When the data itself is the problem
Something that doesn’t get discussed enough is data quality as a compounding issue at scale. At small dataset sizes, a few bad examples don’t move the needle much. At massive scale, systematic biases in data collection become load-bearing structures in the model’s worldview.
Large language models trained on web-scraped text are a good case study. The web is not a neutral sample of human knowledge. It over-represents English speakers, younger demographics, people who have internet access and time to write things online, and communities that congregate around certain platforms. It under-represents domain experts (who mostly publish behind paywalls), non-English speakers, older knowledge encoded in physical formats, and careful reasoning (because careful reasoning takes longer to write and gets fewer clicks than confident assertions).
When you train on more web data, you don’t necessarily get a better model.
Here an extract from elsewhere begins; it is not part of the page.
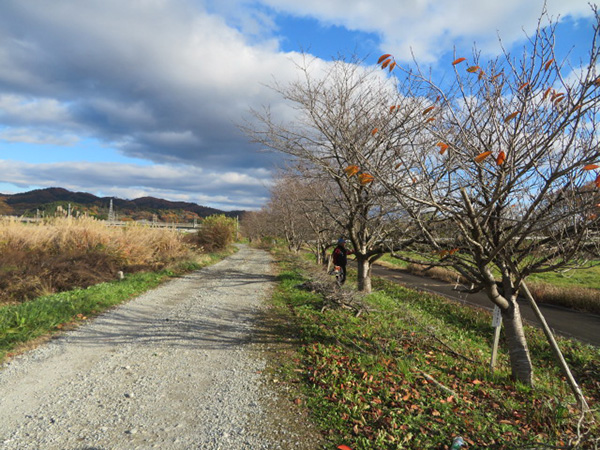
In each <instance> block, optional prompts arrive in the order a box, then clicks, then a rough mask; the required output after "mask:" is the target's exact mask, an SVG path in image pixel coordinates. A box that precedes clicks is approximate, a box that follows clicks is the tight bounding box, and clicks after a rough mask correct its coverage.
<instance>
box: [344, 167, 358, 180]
mask: <svg viewBox="0 0 600 450" xmlns="http://www.w3.org/2000/svg"><path fill="white" fill-rule="evenodd" d="M358 171H359V168H358V166H348V167H346V168H345V169H344V172H346V175H348V176H349V177H352V176H354V175H356V174H357V173H358Z"/></svg>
You sometimes get a model that’s more confidently wrong in patterned ways, because the patterns of confident wrongness are well-represented in the training corpus.
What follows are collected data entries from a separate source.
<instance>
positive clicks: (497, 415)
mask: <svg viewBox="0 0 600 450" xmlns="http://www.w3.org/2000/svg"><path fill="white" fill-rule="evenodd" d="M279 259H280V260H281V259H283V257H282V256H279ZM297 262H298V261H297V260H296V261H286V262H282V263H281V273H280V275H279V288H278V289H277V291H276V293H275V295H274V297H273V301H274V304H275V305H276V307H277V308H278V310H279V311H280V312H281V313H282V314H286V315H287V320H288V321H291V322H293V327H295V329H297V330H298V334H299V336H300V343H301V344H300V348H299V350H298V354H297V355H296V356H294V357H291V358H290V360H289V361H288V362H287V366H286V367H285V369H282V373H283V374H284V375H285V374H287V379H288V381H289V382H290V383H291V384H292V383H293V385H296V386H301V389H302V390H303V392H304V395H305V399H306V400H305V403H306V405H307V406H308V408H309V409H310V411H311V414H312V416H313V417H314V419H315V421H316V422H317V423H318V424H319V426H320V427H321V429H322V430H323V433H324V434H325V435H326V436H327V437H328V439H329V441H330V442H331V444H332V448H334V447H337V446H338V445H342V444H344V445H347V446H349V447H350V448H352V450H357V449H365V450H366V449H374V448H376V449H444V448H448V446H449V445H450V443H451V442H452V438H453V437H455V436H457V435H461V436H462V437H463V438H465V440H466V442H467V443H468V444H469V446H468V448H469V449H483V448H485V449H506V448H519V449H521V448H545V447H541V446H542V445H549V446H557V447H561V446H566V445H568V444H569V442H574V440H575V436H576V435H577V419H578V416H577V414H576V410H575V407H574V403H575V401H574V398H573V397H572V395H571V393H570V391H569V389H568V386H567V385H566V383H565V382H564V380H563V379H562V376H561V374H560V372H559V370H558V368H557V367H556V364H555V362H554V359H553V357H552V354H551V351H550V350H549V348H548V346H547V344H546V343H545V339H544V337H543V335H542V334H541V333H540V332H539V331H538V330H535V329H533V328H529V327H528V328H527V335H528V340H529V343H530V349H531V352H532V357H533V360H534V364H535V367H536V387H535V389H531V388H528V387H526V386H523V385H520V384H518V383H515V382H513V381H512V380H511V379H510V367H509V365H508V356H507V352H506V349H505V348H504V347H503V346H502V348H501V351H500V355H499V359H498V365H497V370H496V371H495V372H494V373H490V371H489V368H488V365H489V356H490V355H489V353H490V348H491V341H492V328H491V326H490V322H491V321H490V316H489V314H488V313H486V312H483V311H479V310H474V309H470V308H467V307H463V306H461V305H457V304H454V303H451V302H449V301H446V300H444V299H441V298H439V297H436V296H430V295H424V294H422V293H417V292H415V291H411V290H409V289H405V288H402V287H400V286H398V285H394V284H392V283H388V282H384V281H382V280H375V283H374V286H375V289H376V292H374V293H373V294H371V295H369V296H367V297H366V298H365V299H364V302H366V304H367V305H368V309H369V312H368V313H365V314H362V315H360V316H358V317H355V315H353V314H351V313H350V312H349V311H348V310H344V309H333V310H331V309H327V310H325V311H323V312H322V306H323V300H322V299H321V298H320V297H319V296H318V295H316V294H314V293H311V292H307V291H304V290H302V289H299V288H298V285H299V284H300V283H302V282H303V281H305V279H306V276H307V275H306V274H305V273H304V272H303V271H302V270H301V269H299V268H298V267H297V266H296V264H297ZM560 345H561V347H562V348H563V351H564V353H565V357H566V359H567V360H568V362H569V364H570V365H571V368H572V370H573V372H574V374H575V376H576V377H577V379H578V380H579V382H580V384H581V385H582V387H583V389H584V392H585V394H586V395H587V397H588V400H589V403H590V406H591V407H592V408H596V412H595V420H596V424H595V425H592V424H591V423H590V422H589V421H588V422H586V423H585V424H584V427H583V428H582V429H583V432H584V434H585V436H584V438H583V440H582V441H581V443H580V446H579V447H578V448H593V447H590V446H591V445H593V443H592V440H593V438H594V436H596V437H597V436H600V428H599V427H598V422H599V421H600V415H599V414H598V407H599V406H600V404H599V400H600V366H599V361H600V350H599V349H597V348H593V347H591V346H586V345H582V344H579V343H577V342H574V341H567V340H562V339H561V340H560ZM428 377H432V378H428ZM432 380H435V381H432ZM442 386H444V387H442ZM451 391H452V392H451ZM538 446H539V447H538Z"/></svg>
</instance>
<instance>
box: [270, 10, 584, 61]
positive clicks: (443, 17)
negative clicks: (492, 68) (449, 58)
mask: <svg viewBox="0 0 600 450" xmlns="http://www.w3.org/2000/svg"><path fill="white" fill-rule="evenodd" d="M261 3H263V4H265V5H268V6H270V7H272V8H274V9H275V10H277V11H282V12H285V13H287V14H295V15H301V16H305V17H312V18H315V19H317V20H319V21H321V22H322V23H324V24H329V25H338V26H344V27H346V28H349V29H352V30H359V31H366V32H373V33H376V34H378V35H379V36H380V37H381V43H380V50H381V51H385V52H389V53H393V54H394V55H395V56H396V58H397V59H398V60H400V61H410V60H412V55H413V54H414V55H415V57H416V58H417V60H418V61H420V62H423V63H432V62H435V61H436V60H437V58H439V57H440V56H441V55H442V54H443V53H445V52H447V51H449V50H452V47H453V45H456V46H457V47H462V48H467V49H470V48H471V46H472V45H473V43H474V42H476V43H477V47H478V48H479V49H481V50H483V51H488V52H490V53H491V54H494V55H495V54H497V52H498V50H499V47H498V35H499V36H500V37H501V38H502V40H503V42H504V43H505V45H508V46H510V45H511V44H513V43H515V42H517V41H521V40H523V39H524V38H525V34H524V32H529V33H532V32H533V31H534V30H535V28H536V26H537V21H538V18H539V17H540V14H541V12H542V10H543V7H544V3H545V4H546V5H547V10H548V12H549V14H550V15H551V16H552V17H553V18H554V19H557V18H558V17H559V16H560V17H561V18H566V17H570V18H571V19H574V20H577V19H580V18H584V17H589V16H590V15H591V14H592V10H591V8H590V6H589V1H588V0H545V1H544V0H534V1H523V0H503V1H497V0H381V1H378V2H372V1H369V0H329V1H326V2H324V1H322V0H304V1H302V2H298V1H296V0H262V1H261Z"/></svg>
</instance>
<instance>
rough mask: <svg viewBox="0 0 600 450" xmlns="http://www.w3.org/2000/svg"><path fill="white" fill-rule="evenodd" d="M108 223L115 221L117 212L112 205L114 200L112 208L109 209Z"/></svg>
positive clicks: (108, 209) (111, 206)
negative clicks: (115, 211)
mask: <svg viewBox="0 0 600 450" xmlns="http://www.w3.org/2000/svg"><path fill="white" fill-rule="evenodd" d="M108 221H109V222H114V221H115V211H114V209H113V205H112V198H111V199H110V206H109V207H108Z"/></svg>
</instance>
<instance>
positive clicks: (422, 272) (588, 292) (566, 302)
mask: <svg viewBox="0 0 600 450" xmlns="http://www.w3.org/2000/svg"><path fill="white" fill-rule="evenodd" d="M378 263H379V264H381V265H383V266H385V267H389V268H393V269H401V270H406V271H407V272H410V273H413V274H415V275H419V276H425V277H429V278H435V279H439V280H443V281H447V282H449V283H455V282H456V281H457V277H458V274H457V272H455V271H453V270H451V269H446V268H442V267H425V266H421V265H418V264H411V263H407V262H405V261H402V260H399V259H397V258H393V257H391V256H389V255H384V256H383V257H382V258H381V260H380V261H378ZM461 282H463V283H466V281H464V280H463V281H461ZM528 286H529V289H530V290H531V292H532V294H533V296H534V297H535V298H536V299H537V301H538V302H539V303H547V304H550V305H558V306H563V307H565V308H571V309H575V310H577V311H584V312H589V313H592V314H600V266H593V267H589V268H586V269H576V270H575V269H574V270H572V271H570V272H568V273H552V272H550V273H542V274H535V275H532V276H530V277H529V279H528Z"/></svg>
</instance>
The scaling laws research from groups like DeepMind (particularly the Chinchilla paper from 2022) made this concrete in a surprising way. The researchers found that many large language models at the time were undertrained relative to their size. They were using too many parameters for the amount of data, rather than the other way around. But the more important takeaway was that the composition and quality of data mattered as much as raw volume. A smaller model trained on better-curated data could outperform a larger model trained on more but worse data.
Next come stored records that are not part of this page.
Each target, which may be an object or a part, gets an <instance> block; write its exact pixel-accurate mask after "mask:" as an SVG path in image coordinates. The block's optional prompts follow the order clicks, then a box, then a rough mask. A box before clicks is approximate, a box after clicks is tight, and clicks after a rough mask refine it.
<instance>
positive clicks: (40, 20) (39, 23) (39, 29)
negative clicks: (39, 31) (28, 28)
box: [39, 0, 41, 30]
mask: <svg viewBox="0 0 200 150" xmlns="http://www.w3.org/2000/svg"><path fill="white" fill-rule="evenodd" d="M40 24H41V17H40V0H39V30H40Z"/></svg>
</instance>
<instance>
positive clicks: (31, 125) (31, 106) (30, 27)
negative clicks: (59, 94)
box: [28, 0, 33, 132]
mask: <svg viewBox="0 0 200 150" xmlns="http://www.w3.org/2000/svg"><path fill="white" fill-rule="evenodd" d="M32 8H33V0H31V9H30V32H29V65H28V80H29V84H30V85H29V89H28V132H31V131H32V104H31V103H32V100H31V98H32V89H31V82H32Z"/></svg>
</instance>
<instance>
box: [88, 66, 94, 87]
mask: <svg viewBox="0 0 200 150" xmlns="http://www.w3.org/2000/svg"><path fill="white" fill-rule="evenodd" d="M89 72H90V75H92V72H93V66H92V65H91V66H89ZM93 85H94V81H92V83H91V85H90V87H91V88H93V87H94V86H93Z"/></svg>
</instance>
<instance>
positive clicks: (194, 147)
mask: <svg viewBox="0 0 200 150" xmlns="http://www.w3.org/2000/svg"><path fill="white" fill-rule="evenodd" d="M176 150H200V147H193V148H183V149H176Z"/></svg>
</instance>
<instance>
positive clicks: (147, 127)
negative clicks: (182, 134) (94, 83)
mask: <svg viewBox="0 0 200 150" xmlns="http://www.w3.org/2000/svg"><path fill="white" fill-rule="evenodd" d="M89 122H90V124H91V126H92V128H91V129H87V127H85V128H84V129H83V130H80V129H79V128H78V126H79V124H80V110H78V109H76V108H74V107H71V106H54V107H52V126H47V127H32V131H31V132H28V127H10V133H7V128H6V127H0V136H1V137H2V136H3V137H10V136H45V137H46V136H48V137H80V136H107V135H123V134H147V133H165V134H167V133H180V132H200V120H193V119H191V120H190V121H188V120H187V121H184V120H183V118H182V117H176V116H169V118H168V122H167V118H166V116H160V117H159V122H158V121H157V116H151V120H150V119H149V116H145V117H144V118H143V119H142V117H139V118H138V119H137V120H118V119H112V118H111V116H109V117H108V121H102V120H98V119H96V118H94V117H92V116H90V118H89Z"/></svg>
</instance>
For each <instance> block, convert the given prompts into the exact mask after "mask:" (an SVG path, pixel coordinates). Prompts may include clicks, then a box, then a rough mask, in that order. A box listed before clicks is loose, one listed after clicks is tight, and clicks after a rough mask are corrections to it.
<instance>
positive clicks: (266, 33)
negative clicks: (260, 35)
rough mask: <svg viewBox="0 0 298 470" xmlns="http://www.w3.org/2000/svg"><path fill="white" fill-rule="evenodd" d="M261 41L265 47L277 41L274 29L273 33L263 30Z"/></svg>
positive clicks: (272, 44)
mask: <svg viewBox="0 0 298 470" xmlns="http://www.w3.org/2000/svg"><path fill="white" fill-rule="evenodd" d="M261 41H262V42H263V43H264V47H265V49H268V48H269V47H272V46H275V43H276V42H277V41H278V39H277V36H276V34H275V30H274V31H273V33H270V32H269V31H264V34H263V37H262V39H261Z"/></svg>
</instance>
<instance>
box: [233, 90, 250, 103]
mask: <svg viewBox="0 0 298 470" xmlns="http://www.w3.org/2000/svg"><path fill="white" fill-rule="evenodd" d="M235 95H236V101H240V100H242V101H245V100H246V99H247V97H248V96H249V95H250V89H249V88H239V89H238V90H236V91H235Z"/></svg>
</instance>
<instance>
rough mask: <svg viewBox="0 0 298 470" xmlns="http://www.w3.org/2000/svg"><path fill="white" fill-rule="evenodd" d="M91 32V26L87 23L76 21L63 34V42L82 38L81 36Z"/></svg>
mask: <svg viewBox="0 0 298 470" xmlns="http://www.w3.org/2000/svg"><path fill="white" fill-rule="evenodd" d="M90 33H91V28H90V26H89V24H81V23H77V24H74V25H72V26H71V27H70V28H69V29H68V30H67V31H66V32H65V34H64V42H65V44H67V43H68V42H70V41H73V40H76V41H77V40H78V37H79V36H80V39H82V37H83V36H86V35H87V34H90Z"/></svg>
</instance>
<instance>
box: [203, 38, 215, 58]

What this means in practice
If you’re building something on top of AI models, or thinking about AI systems for a specific domain, the practical implications are worth sitting with.
First, more data is not a substitute for better data. A team that spends its budget on data cleaning and curation will often outperform a team that spends the same budget on raw data collection. This is counterintuitive because data collection feels like progress in a way that data cleaning doesn’t, but the engineering reality is clear.
Second, when an AI system starts performing worse after an update or after ingesting new information, the first question to ask is about the data that was added, not the model architecture. In my experience, this is almost always the culprit, and it’s almost always the last place people look.
Third, there’s no shortcut around evaluation on held-out data that looks like your actual deployment conditions. A model can show excellent metrics on a test set and still fail badly in production if the test set doesn’t reflect what it will actually encounter. The training data determines what the model knows. The evaluation data determines whether you know that the model knows it. Those are different problems and they need different solutions.
More is not better. More of the right thing, carefully evaluated, is better. That’s a harder problem, but it’s the actual problem.